LA STATUE DE SOPHOCLE ET LE MUSÉE DE LATRAN.

Au moment où la question romaine soulève tant de problèmes redoutables, c’est un curieux spectacle que celui des archéologues poursuivant au milieu des passions contraires leur travail paisible et opiniâtre. Notre Joachim Dubellay disait déjà au xvie siècle :

Rome vivant fut l’ornement du monde,
Et, morte, elle est du monde le tombeau.

Ce tombeau du monde, où chaque génération est venue chercher les traces des anciens âges, devait exciter chez les savans de nos jours une curiosité plus attentive encore et plus hardie. Sans parler du mouvement d’études qui renouvelle sous nos yeux la science de l’antiquité et auquel l’archéologie prête si heureusement ses ressources agrandies, la situation tragique de la ville éternelle était un stimulant de plus pour l’activité des chercheurs. Soit que les ruines du passé, à la veille des transformations inévitables, inspirassent à des esprits religieux une sympathie plus vive, soit que des âmes contemplatives et impartiales, frappées de ces spectacles, voulussent y étudier les lois de la philosophie de l’histoire, les raisons ne manquaient pas pour diriger sur ce point les recherches de l’érudition. La France et l’Allemagne, aussi bien que l’Italie, ont répondu à cet appel des circonstances. Est-il besoin de citer les noms des Borghesi, des Rossi, des Mommsen, des Henzen, et les excellens travaux que M. Gaston Boissier a consacrés ici même à ces maîtres de l’épigraphie ? L’œuvre des Allemands sur ce terrain de l’archéologie romaine mérite une attention particulière ; ce sont eux surtout qui ont porté dans ces recherches l’inspiration contemplative dont je parlais tout à l’heure. Avec quel soin, pour ne donner qu’un seul exemple, avec quels scrupules et quelle impartialité M. Ferdinand Gregorovius s’applique depuis des années à retracer l’histoire de Rome au moyen âge, l’histoire de Rome sous le gouvernement des papes, cette histoire dont les matériaux sans nombre, éparpillés en tous lieux, attendaient encore la main d’un architecte ! M. Gregorovius a publié le premier volume de son Histoire de Rome en 1859[1], c’est-à-dire l’année même où éclataient des événemens qui devaient tôt ou tard exercer une action décisive sur les destinées de Rome; huit ans se sont écoulés, et l’historien, toujours calme, toujours serein au milieu de ces tragiques aventures, n’a pas cessé un seul jour de poursuivre l’accomplissement de son œuvre. M. Gregorovius approche enfin du but qu’il s’est assigné à lui-même; quand ce vaste tableau de la Rome des pontifes sera complètement terminé, il y aura là un sujet d’études que nous ne négligerons pas, et l’on verra que M. Gregorovius a dignement représenté l’histoire et la philosophie au milieu de la crise qui tient le monde en suspens.

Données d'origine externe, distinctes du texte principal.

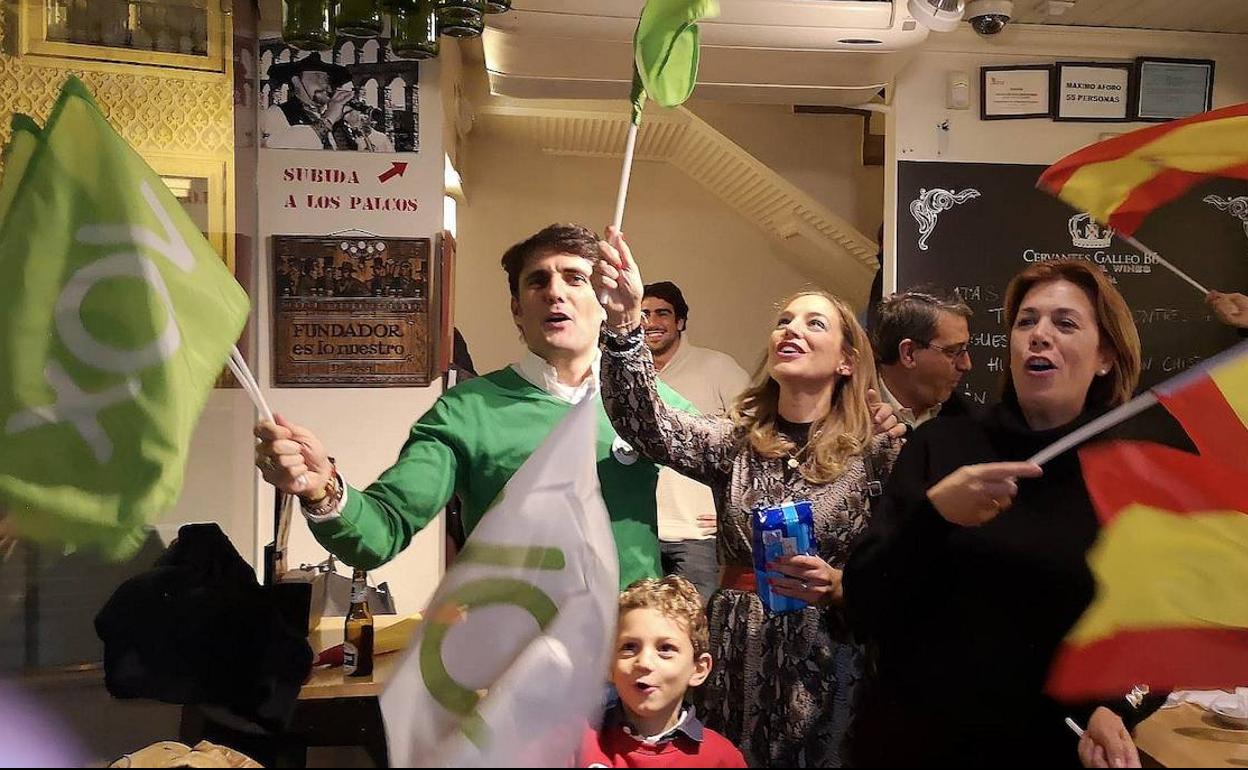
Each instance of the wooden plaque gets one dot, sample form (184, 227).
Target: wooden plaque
(355, 311)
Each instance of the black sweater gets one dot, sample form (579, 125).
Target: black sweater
(965, 622)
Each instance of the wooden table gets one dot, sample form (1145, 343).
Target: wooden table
(332, 709)
(1189, 736)
(331, 682)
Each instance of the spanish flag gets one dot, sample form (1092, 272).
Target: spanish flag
(1172, 557)
(1122, 180)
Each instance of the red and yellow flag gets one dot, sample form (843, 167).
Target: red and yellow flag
(1172, 558)
(1122, 180)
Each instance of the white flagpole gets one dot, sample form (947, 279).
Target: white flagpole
(622, 195)
(1156, 256)
(1105, 422)
(1138, 403)
(242, 373)
(625, 172)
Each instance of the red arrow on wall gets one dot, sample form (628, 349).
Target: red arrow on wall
(396, 169)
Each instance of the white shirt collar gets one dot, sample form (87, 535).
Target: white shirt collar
(536, 370)
(905, 413)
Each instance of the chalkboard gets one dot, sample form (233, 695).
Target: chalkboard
(970, 227)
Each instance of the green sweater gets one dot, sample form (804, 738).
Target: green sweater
(471, 442)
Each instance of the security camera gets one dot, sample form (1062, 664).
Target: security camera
(989, 16)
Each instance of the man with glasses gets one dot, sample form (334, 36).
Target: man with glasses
(921, 345)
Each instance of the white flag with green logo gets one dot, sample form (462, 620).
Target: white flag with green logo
(116, 317)
(511, 660)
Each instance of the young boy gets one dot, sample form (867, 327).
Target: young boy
(660, 652)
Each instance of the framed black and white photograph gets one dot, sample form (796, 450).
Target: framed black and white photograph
(1016, 92)
(1092, 91)
(1167, 89)
(356, 96)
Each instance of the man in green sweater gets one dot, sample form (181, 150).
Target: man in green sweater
(478, 433)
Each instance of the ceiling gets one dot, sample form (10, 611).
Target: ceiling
(1182, 15)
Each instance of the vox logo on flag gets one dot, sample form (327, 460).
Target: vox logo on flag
(129, 357)
(115, 321)
(509, 663)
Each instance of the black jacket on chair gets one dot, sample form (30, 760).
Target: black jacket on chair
(199, 629)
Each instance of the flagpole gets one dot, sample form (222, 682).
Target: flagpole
(1105, 422)
(1156, 256)
(625, 172)
(242, 373)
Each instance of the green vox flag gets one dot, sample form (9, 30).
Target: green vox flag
(665, 51)
(116, 317)
(16, 156)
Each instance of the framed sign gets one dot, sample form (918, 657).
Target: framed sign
(1092, 91)
(1172, 87)
(356, 311)
(1016, 92)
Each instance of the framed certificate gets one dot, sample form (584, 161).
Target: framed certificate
(1016, 92)
(1092, 91)
(1172, 87)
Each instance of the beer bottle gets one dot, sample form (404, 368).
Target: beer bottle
(357, 649)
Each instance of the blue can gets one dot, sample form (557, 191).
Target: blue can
(781, 531)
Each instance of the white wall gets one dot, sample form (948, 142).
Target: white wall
(820, 154)
(919, 96)
(728, 268)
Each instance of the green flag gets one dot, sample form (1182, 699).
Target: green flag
(116, 317)
(16, 156)
(665, 51)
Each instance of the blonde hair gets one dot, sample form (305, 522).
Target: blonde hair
(1112, 316)
(675, 599)
(843, 433)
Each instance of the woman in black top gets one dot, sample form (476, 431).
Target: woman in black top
(974, 567)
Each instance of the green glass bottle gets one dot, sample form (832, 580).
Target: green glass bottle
(413, 30)
(358, 18)
(461, 18)
(306, 24)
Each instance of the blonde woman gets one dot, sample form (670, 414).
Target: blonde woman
(805, 429)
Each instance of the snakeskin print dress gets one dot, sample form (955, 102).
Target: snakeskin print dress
(781, 687)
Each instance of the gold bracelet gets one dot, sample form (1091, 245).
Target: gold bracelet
(326, 504)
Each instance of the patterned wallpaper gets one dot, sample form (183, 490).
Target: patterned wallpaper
(161, 111)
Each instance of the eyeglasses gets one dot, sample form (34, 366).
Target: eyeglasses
(954, 353)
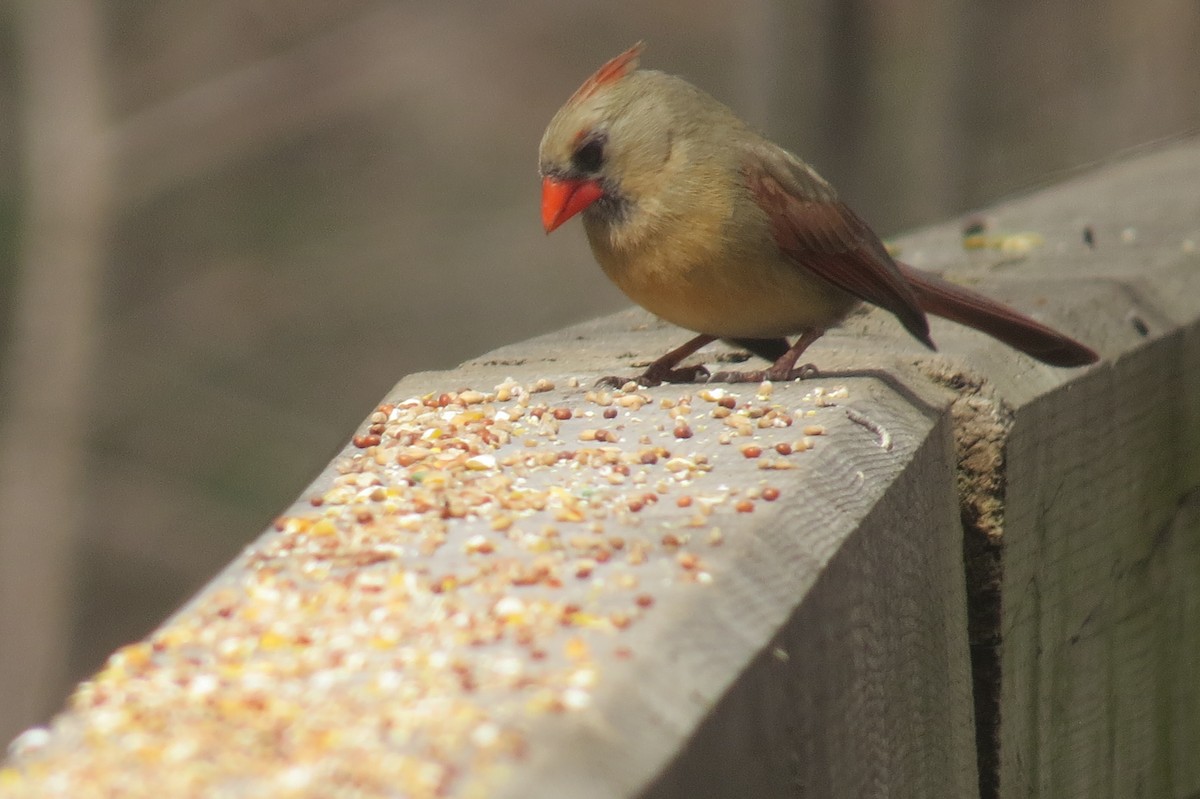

En attendant que nous puissions rendre une entière justice à l’auteur de l’Histoire de Rome au moyen âge, nous signalerons aujourd’hui un travail beaucoup moins considérable assurément, d’un intérêt moins vif, moins immédiat, travail d’un grand prix toutefois et qui se rattache aux recherches déjà si nombreuses accomplies à Rome par l’érudition germanique. Il ne s’agit plus ici de la philosophie de l’histoire, il s’agit simplement d’archéologie et d’art. M. Gregorovius continue la tradition des Niebuhr, des Humboldt, des Bunsen; c’est à l’école de M. Théodore Mommsen et de ses vaillans émules, à l’école des Henzen et des Brunn qu’appartient l’ouvrage dont nous voulons parler. Quel est cet ouvrage ? Une monographie, la première monographie complète des antiquités païennes du musée de Latran[2].

Il y a une trentaine d’années, le hasard fit découvrir une statue dans le sol où s’élevait l’Anxur des anciens, aujourd’hui Terracine. Le sculpteur Tenerani fut le premier à y reconnaître un des plus beaux spécimens de l’art antique. Deux antiquaires célèbres, M. Melchiorri et M. Vescovali, qui réclament le même honneur, ont eu du moins le mérite de confirmer le jugement de l’habile artiste, et l’un d’eux, M. Vescovali, a déterminé d’un œil sûr le nom du personnage représenté par le statuaire. Sa conjecture ou plutôt son affirmation a été adoptée par les maîtres les mieux initiés à la connaissance de l’antiquité hellénique; aucun doute n’est plus possible après les consultations données par M. Jahn et M. Welcker : c’est une statue de Sophocle qui a été découverte à Terracine en 1839.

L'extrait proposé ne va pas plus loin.